On this afternoon, they're sitting in matching reclining chairs in their very warm living room, heated into the 80s because Elza is always cold. Vivian -- her white hair styled into short ringlets, her eyes bright -- is still a little shy, and so, at first, she lets Elza -- stooped with age but still as outgoing as ever -- begin the story.

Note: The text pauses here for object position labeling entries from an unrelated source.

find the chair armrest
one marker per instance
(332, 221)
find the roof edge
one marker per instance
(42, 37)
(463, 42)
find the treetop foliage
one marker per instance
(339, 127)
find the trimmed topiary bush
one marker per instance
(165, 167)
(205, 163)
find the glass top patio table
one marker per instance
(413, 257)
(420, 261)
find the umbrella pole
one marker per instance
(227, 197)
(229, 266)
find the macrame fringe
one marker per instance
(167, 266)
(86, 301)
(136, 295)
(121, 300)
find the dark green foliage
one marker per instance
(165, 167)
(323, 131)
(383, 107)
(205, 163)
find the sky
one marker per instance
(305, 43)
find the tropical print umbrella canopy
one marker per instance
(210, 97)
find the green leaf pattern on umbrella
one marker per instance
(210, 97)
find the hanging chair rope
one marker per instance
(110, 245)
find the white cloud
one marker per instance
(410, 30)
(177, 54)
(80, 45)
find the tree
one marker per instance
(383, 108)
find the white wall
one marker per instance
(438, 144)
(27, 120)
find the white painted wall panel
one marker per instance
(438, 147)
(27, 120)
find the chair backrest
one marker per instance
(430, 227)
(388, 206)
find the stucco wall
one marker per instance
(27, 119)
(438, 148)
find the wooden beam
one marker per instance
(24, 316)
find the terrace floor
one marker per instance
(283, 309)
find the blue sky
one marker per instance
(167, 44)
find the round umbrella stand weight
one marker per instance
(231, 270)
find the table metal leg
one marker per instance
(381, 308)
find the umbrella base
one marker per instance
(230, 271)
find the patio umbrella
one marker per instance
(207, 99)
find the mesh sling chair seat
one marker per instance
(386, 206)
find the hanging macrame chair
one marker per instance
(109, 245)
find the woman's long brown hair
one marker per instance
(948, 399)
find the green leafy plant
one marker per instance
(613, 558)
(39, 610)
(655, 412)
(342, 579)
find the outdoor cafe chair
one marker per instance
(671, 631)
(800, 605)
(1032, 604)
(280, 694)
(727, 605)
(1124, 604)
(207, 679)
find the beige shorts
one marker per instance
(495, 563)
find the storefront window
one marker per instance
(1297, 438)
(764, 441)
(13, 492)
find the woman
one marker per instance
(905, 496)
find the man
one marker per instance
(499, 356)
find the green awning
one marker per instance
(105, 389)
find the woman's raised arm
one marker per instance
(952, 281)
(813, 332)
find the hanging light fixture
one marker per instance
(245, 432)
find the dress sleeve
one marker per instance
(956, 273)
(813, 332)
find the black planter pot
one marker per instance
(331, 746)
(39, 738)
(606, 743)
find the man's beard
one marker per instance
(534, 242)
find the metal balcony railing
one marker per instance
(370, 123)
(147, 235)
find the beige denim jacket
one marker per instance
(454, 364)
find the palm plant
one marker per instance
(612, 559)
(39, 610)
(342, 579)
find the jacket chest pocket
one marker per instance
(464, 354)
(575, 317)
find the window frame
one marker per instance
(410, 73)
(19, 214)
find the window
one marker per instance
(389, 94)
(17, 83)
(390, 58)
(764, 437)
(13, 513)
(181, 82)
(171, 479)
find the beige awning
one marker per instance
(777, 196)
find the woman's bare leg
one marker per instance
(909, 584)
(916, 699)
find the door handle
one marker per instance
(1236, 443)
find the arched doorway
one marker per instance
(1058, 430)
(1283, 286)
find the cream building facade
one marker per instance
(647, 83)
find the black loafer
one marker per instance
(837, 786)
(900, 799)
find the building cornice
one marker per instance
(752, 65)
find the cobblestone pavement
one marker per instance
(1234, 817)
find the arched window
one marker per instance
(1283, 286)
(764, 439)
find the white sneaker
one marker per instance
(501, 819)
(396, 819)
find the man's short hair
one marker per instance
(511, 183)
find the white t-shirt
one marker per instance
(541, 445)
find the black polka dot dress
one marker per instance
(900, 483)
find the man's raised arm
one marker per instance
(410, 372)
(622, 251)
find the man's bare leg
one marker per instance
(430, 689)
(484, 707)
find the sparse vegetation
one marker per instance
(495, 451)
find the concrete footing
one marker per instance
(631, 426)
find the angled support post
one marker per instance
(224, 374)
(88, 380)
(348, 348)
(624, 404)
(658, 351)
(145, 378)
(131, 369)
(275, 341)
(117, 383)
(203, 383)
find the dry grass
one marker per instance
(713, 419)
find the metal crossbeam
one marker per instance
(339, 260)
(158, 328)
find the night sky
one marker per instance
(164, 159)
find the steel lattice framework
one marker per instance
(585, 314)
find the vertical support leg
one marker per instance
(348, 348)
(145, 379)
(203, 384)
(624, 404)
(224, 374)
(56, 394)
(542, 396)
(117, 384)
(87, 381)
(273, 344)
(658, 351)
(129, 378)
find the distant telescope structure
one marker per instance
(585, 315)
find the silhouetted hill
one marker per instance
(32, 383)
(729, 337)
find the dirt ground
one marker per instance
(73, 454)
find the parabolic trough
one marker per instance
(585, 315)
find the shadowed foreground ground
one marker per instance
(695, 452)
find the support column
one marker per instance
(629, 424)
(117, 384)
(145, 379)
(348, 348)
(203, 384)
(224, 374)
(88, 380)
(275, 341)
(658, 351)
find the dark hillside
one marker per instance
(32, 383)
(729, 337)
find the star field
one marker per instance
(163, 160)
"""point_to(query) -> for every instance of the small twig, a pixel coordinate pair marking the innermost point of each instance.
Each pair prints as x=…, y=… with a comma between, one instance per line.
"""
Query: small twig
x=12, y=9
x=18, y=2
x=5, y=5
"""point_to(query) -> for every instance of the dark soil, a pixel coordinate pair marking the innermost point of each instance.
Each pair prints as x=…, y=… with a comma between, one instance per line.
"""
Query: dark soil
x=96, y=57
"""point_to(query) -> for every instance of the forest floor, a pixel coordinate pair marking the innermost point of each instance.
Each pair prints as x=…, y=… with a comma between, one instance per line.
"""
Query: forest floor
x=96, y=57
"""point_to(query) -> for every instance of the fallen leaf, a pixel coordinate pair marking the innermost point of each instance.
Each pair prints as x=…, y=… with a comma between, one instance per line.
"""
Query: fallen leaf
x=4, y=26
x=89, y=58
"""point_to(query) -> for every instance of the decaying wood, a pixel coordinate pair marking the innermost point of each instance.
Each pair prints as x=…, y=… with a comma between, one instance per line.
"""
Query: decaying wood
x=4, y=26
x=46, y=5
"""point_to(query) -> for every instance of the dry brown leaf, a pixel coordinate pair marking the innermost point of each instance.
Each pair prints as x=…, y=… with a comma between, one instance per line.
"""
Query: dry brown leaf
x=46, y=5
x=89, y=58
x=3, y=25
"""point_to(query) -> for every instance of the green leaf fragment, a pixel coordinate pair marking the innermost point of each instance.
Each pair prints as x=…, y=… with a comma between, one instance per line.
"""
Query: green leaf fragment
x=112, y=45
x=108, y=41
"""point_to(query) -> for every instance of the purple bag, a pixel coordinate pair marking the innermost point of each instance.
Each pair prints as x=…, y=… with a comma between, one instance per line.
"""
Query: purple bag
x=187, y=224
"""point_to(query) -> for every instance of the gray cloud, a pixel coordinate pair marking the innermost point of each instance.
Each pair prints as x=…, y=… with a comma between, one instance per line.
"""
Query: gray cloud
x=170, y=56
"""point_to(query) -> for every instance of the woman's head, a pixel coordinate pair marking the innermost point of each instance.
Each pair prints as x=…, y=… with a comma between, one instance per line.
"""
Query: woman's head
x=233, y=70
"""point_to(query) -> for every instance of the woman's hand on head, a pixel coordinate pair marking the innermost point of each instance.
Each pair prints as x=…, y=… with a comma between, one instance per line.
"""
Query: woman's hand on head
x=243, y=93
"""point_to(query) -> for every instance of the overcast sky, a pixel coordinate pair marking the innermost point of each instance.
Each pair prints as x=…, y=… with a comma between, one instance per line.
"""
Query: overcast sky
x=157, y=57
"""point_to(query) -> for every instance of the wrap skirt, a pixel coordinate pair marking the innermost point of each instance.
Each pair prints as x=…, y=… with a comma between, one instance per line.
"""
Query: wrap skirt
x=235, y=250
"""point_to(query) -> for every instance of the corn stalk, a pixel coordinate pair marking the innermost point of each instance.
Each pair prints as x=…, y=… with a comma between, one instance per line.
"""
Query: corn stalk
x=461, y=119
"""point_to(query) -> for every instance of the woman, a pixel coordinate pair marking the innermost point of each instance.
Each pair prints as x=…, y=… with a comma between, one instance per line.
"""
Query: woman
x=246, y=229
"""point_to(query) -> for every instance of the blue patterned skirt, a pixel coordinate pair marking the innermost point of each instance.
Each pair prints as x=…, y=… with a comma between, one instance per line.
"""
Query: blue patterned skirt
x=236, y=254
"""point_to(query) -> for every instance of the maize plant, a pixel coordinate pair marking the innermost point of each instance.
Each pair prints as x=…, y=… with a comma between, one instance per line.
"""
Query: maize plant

Soon enough, she adds her two cents, and before long they are finishing each other's sentences and quibbling affectionately about minor points. She touches his arm. He takes her hand.
They first got to know each other at those country dances, they say. She loved to dance; he had two left feet. But he proved to be a fast learner. Spinning across that dance floor, they began to fall in love. One afternoon, he drove her home from the county fair in his Model T.
"I bought her a necklace and -- what else?" he says.
"Earrings," she remembers.
He didn't have any money for a ring, and so when they got engaged, he bought her a watch. "I still have it," she says. She pushes her walker into the bedroom and emerges with the watch, its band worn from time, the metal deteriorating from decades of use. "It's still very special to me."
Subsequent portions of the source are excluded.